Here is the code to calculate the hash.
package main
import (
"crypto/sha512"
"encoding/hex"
"fmt"
"io"
"os"
)
func main() {
file, fileErr := os.Open("hello.gz")
defer file.Close()
if fileErr != nil {
fmt.Println("Could not open file")
os.Exit(1)
}
hash := sha512.New()
// Normally this value is larger, something like 4096. A value of 2 is used
// to illustrate multiple reads.
buf := make([]byte, 2)
for {
n, err := file.Read(buf)
if err == io.EOF || n < 0 {
break
}
if err != nil {
fmt.Println("error")
break
}
hash.Write(buf[:n])
}
sum := hex.EncodeToString(hash.Sum(nil))
fmt.Println(sum)
}
As before the file is opened using os.Open
. The hash and the buffer to store
the contents of each read are then created.
hash := sha512.New()
// Normally this value is larger, something like 4096. A value of 2 is used
// to illustrate multiple reads.
buf := make([]byte, 2)
Within the for
loop, the contents of the file are read into the buffer.
n, err := file.Read(buf)
The returned values are the number of bytes read, and whether or not an error was returned. The number of bytes will be used to indicate the range of the slice to write to the hash. If the end of the file is reached, or fewer than zero bytes are read, break out of the loop.
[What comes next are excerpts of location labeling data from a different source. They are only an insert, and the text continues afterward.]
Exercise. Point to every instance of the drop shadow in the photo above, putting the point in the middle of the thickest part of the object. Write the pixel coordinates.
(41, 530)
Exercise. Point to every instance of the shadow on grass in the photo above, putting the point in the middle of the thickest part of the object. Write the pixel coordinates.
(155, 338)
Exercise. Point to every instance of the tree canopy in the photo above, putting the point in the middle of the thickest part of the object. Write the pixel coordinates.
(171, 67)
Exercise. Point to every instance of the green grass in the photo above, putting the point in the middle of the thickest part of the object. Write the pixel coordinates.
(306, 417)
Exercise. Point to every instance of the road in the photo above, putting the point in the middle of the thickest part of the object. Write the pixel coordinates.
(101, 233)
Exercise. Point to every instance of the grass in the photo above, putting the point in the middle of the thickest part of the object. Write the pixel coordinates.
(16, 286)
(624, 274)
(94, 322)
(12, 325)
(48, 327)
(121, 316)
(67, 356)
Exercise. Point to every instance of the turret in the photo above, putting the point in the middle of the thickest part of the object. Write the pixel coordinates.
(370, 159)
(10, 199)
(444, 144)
Otherwise write the contents read from the file to the hash.
if err == io.EOF || n < 0 {
break
}
hash.Write(buf[:n])
Once out of the loop, calculate the sum, convert it to hex and write the results.
sum := hex.EncodeToString(hash.Sum(nil))
fmt.Println(sum)
To see how the size of the buffer affects performance, experiment with different sizes using large files you may have on your system.
Conclusion
There are different ways to read files using Go. If you are new to Go but experienced in other languages you have likely encountered these methods before. Regardless, it is critical programmers know which method is appropriate for a use case, as different methods have different performance characteristics. Some methods will be inappropriate regardless of performance, and knowing which approach is essential to write correct and safe software.